Ouverture. Dans l'intimité du salon familial l'invitation à dîner de l'ancien ambassadeur Norpois envisagée par les parents du narrateur est prétexte à reparler de deux « connaissances » : Swann que son mariage avec Odette a changé et qui n'est plus en odeur de sainteté et Cottard, ancien fidèle parmi les fidèles chez les Verdurin, qui sous la permanence de ses blagues vaseuses, barbe et moustaches rasées, est à présent un clinicien pointu, froid et distant, appelé bientôt en renfort du médecin de famille au chevet du narrateur… A l'âge où ses jeux aux Champs-Elysées avec la jeune Gilberte ne sont plus du tout innocents ce dernier, sous les traits candides et inquiets que nous lui connaissons maintenant, entre vapeurs de cognac (recommandé par la faculté) et crises d'étouffements, bataille avec ses émois adolescents et les doutes qui accompagnent son attrait balbutiant pour la littérature. L'obsession d'approcher Gilberte et le désir de connaître l'univers feutré parisien et haussmannien des Swann, dont le décor succède à celui du Combray de son enfance, constituant l'essentiel de cette première partie du roman traduit en BD... Mais auparavant, la scène du dîner, qui voit l'ex-diplomate Norpois faire une entrée remarquée et pontifiante dans la fresque proustienne, reste un morceau d'anthologie le jour même où, contre avis médical, le narrateur a entendu La Berma dans Phèdre avec sa grand-mère, ses parents ayant enfin exaucé son désir d'aller au théâtre. Roman ou BD, on s'y délecte tout autant de “l'esprit de chancellerie” du père Norpois, monocle à l'oeil gauche, de la manière dont il relaie les cancans des salons ou des ministères, édifie et démolit avec aisance les gloires du moment (La Berma, Bergotte), louant au passage l'art du « maître queux » et le boeuf en gelée qui atterrit dans son assiette ou honorant plutôt la salade d'ananas et truffes d'un silence religieux. Et Françoise vole bientôt la vedette à
Michel-Ange et au roi Théodose au milieu d'un flot continu d'amabilités obséquieuses ou de politesses surfaites entre lesquelles Norpois dissémine les conseils littéraires au fils bredouillant, honteux de sa nullité intellectuelle, et financiers au père, satisfait de ses placements boursiers (sa paire de bésicles, dessinée telle un défi jeté à l'arcade sourcilière fixe de l'ex-plénipotentiaire).
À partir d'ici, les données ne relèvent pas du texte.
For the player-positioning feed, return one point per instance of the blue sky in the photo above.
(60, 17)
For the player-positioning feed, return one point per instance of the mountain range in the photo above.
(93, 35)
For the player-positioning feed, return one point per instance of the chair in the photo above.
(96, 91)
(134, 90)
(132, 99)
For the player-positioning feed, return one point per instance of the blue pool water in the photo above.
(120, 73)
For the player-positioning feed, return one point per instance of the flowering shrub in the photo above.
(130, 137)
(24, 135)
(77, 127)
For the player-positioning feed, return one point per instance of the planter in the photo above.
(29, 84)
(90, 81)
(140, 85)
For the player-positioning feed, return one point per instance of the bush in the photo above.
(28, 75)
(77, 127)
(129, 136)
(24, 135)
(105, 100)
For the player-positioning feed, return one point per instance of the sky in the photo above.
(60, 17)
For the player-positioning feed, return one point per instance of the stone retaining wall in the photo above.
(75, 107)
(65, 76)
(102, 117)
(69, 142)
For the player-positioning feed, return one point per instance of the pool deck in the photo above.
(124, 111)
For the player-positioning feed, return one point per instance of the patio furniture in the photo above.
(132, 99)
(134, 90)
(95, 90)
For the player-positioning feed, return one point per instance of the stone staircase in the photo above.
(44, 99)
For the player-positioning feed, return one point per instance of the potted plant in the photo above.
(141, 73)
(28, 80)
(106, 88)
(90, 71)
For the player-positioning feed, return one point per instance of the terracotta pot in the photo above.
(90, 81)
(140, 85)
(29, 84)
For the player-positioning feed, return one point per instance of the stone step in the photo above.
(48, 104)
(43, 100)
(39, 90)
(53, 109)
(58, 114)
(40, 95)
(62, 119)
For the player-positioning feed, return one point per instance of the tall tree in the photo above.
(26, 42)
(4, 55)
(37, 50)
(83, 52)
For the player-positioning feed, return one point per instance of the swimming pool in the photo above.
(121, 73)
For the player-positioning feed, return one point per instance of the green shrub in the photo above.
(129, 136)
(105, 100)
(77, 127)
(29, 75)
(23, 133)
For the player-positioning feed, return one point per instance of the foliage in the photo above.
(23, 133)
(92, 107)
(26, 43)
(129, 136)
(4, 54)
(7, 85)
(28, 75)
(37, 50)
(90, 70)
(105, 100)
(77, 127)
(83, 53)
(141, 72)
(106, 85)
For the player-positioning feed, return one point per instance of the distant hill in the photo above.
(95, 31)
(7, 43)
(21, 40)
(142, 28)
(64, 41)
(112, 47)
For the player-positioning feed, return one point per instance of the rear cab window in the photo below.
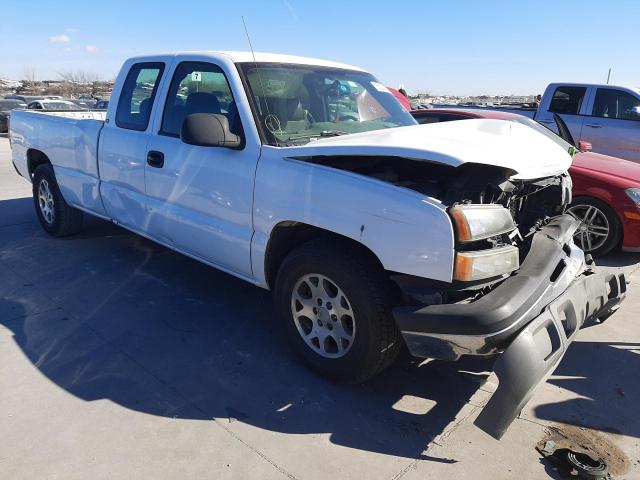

Une bien longue attente a été infligée aux lecteurs de cette adaptation graphique de la Recherche depuis la sortie des deux derniers albums de "A l'ombre des jeunes filles en fleurs" (publiés en 2000 et 2002). Et la question de savoir pourquoi la deuxième partie du roman a précédé la première, "Autour de Mme Swann", à laquelle on ne croyait même plus à de quoi dérouter et reste en suspens… Mais cela n'enlève rien à la bonne surprise causée par l'apparition de ce nouveau volume aux rayons des librairies et l'annonce de sa suite prochaine. Qu'importe le temps dans un projet de cette nature. Seul doit compter – en ce pluvieux anniversaire du Goncourt 1919 – le plaisir de s'abandonner aux Jeunes filles en fleurs. Les qualités du travail, fidélité à l'ADN de l'oeuvre, séquençage soigneux du roman et respect du texte original, dont on (re)lit avec bonheur de larges extraits, ont été soulignées. Ce dernier album (il y en aura bientôt huit) ne gâte en rien un ensemble dessiné en cours de constitution qui donne beaucoup à lire (chose rare), commencé en 1998. Il authentifierait s'il le fallait la complicité de l'auteur avec
Proust. le trait naïf reproché parfois appuie au contraire le comique de certaines situations. On espère ne plus douter que
Stéphane Heuet, pas forcément convaincant à ses débuts, n'aille au terme de son entreprise contre vents et marées (il paraît qu'il a le pied marin), par-delà les bizarreries éditoriales qui perdurent depuis son lancement et qu'il puisse réserver longtemps à ses aficionados ces bonheurs inespérés de lecture, minuscules et totalement proustiens, tel celui du narrateur devant la lettre de Gilberte l'invitant à ses goûters et lui ouvrant enfin la porte d'un nouveau monde signant par là son retour en grâce auprès des parents Swann (p. 36). Tout vient à point à qui sait attendre.